General Atomics Aeronautical Systems, Inc. (GA-ASI) has successfully demonstrated aircraft carrier deck handling of its proposed MQ-25 competitor to include taxi capability and transition to the launch and recovery phases using a Predator C Avenger jet aircraft as a surrogate.
As part of the proposed MQ-25 solution, GA-ASI has demonstrated that the new carrier-based unmanned tanker can integrate with the complexities of existing flight deck operations.
“MQ-25 will need to integrate seamlessly with the Carrier Air Wing regardless of whether the aircraft is conducting flight or deck operations,” said David R. Alexander, president, Aircraft Systems, GA-ASI. “This demonstration proves that the GA-ASI solution will integrate into existing ship operations, and that translates into less time spent steaming into the wind for launches and recoveries.”
Specifically, MQ-25 deck operations will use specially designed director wands that are the same size, shape, and weight as those used today. Directors fully control aircraft taxi operations on deck, including lowering/raising the launch bar, spreading/folding the wings, and raising the arresting hook.
GA-ASI employs unique gesture recognition algorithms in the wands that recognize standard Naval Air Training and Operating Procedures (NATOPS) flight deck director hand gestures and then translates and sends those commands to the MQ-25 air vehicle.
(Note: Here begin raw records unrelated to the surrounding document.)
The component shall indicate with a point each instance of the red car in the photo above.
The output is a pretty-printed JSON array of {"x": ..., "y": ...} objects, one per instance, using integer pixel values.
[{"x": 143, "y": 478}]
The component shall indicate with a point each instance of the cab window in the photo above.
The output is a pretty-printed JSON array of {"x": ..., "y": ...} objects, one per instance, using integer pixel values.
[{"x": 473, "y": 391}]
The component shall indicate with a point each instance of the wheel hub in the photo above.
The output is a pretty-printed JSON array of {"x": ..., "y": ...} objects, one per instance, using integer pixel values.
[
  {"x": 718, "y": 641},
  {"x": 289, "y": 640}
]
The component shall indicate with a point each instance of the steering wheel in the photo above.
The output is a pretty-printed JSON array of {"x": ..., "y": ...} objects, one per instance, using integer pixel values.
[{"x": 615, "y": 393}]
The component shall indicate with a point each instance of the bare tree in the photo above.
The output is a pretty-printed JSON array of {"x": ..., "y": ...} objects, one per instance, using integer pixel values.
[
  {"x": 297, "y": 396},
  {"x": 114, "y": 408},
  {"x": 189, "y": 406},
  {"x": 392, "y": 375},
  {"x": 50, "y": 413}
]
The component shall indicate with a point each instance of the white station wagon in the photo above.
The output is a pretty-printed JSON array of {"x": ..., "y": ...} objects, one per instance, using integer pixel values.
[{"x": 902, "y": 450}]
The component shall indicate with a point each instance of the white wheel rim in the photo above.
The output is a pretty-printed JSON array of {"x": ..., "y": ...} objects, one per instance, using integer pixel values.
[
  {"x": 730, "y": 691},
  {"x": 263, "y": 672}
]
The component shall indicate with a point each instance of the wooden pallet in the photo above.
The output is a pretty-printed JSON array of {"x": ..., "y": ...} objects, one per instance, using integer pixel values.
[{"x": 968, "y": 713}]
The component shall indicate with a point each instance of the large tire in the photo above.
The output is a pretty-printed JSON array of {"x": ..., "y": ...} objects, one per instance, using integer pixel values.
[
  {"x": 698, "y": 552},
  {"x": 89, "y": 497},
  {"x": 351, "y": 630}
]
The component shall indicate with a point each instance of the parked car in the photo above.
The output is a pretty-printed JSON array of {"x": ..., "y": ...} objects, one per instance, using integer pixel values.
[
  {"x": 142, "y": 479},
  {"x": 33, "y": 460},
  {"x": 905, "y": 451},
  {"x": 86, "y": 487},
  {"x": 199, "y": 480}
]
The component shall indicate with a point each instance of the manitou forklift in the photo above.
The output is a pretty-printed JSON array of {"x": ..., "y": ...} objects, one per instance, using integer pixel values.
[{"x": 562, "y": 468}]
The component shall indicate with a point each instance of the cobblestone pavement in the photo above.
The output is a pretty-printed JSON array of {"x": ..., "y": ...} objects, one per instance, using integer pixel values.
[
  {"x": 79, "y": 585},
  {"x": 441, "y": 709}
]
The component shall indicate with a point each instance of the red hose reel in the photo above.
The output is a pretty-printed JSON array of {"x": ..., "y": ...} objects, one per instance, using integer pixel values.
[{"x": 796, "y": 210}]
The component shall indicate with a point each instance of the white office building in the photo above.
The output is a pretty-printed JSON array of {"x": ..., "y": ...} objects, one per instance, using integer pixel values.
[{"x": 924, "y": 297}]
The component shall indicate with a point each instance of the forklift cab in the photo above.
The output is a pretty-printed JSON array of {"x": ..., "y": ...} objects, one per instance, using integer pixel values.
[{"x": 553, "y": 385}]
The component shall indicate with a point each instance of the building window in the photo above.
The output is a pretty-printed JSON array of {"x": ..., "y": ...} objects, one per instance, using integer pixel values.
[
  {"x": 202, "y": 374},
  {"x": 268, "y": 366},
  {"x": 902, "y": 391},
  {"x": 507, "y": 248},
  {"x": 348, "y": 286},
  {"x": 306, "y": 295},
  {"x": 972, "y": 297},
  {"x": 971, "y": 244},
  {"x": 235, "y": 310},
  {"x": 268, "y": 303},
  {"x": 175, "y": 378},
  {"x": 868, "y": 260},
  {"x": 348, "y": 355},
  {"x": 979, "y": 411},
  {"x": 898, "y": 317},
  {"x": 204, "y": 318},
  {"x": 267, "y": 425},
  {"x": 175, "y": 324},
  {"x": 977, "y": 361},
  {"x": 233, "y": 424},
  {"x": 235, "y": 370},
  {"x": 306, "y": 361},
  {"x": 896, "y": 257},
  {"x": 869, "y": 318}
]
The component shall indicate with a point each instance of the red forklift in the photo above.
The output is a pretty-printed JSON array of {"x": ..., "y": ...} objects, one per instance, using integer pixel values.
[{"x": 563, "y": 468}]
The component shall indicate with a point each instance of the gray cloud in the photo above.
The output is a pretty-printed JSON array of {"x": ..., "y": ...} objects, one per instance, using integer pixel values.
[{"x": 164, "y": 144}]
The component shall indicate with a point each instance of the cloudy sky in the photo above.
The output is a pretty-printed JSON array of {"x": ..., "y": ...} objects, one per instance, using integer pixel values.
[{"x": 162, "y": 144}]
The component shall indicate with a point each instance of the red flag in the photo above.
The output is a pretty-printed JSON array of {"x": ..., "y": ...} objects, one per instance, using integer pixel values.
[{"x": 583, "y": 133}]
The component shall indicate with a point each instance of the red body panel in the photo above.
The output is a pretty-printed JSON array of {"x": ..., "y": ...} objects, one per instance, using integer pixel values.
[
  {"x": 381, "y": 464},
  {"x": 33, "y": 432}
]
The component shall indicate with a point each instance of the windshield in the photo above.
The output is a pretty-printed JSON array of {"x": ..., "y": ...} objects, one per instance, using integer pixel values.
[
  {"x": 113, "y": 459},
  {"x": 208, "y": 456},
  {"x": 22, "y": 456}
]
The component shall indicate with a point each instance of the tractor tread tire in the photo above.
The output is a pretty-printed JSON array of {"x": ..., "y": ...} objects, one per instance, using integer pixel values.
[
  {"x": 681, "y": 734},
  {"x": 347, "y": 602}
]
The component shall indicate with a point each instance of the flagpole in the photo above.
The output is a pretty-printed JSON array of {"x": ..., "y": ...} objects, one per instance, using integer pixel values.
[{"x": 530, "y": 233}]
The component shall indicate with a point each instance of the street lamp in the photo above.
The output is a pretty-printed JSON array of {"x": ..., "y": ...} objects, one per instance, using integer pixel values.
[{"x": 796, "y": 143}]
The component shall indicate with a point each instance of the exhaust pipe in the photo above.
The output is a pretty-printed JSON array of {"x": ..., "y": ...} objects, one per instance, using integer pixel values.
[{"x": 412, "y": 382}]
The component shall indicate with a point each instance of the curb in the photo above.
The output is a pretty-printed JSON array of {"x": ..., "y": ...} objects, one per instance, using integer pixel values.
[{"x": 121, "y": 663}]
MQ-25 receives the commands and converts them into the appropriate aircraft actions.
“MQ-25 will be able to ‘talk back’ to the controller and other flight deck personnel using a small series of LEDs that change colors and/or flash to show that they have received a command and indicate the aircraft’s condition or operating state,” said Alexander. “A safety observer on deck can stop the aircraft instantly any time an unsafe situation is identified. To give you an idea of how the system works, think Wii® for aircraft control.”
go here MQ-25 Stingray
MQ-25 Stingray unmanned carrier aviation air system (UCAAS), formerly the Carrier-Based Aerial-Refueling System (CBARS), is a planned unmanned combat aerial system (UCAV) that resulted from the Unmanned Carrier-Launched Airborne Surveillance and Strike program (UCLSS).
On 1 February 2016, after many delays over whether the UCLASS would specialize in strike or intelligence, surveillance and reconnaissance (ISR) roles, it was reported that a significant portion of the UCLASS effort would be directed to produce a Super Hornet-sized carrier-based aerial refueling tanker as the Carrier-Based Aerial-Refueling System (CBARS), with “a little ISR” and some capabilities for communications relay, and strike capabilities put off to a future version of the aircraft.
In July 2016, it was officially named “MQ-25A Stingray”.
Three of these UCAVs could fly with an F-35 for refueling and sensor operation. The MQ-25 can extend the Super Hornet’s 450 nmi unrefueled combat radius to beyond 700 nmi. The Navy’s goal for the aircraft is to be able to deliver 15,000 lb (6,800 kg) of fuel to 4-6 planes at 500 nmi.
The Navy released the final MQ-25 Stingray RFP in Oct. 2017; the competitors are Lockheed Martin, Boeing, Northrop Grumman, and General Atomics. On 25 Oct.2017, Northrop Grumman announced that it was withdrawing its X-47B from the MQ-25 competition saying they would be unable to meet the terms of service for the programme.